CRACK DEALER WAS NOT ‘MR BIG.’

A crack-dealing dwarf dwarf has walked free because he would lose his specially
modified home if he was jailed.

Pint sized pusher Pele Watson, 40, was caught red-handed by an undercover officer who bought drugs from him outside an east London bookies.

The policeman, who called himself ‘Jazz’, spotted Watson standing outside Totesport on Bow Road, Mile End, and asked if he could buy some heroin.

He was about to leave after Watson, who is 3ft 9in, told him he was not a drug dealer.

But Watson’s friend Danny Grant, 44, then emerged from the shop and asked if Jazz ever smoked any ‘white’, meaning crack, Snaresbrook Crown Court heard.

The two men said they could supply him with the drug if he broke off a piece for them to use.

Watson asked for £20 and disappeared down a side street with the money, while Grant waited with ‘Jazz’ and even joked he was an undercover officer.

He added he was joking and was actually ‘the biggest smoker in the area.’

Later that day, the dwarf handed Jazz an 0.17g rock of crack outside his flat on Wellington Way, Tower Hamlets.

When the officer asked if he could buy any more drugs in future, Watson said they could meet up at the bookies because he was ‘always’ there.

Jeremy Rendle, defending Watson, said his client was an addict and hadn’t made any money from the offence.

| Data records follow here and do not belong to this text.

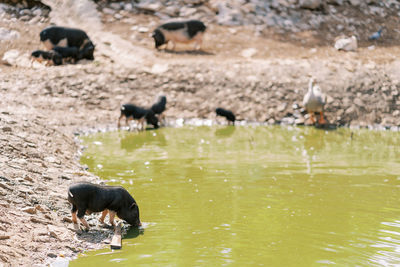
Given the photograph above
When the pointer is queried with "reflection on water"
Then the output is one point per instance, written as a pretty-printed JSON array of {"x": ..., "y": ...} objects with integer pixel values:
[{"x": 274, "y": 196}]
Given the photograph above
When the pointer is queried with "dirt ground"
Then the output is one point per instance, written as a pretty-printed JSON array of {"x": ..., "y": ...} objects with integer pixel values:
[{"x": 262, "y": 77}]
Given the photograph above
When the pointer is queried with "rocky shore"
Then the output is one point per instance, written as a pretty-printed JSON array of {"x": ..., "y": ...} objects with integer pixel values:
[{"x": 259, "y": 73}]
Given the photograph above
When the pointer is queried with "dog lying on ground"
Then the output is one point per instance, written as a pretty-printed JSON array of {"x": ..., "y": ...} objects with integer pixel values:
[
  {"x": 159, "y": 107},
  {"x": 48, "y": 56},
  {"x": 227, "y": 114},
  {"x": 179, "y": 32},
  {"x": 130, "y": 111},
  {"x": 68, "y": 37}
]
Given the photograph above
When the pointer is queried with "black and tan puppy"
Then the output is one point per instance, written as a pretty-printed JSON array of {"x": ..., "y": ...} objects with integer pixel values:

He said: ‘He suffers from a condition he told me is called achondroplasia, but then in response to my blank look described as dwarfism.

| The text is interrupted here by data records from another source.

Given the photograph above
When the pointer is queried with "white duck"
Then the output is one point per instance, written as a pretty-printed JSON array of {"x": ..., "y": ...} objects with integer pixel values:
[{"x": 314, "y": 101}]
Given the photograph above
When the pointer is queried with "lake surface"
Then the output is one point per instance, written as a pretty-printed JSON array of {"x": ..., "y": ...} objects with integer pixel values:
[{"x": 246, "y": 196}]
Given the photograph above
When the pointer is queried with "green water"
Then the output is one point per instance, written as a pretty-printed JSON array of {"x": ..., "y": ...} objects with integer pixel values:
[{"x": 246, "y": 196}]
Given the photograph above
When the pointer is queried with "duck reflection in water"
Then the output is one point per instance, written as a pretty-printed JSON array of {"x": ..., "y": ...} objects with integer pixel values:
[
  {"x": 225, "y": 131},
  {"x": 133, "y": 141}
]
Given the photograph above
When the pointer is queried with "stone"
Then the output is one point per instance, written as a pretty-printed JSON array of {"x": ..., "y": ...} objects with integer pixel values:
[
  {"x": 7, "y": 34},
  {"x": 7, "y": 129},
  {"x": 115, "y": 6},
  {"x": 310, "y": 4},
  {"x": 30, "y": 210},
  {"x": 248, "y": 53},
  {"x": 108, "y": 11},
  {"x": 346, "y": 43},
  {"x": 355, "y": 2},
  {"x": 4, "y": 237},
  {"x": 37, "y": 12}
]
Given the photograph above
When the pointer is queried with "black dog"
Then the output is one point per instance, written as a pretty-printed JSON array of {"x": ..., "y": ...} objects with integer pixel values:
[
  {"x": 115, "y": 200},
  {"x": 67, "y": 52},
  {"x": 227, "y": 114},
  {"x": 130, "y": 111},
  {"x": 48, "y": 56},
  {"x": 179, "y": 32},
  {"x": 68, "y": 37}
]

‘He is diagnosed as suffering with paranoid schizophrenia and depression, for which he takes a cocktail of prescribed medications.

‘If he were given an immediate custodial sentence it’s likely he would lose his home, which is being refurbished in order to meet his physical needs.’

Passing sentence, Judge Sarah Paneth said she could have easily jailed Grant for three and a half years and Watson for two and a half.

Instead she gave Grant an 18-month supervision order with six months of drug rehabilitation and Watson a 12-month order with the same rehab requirement.

Judge Paneth said: ‘Clearly in both cases your offence is serious enough to warrant an immediate custodial sentence.

‘The selling of Class A drugs is regarded by the courts as one of the most serious offences and it’s only in exceptional circumstances that I have decided to impose a community order.

‘It’s clear that you have an addiction to crack cocaine. In your case, Watson, you told the officer you were not “working” and there was no pre-planning.’

Watson, of Tower Hamlets, and Grant, of Grays, Essex, both admitted conspiracy to supply crack.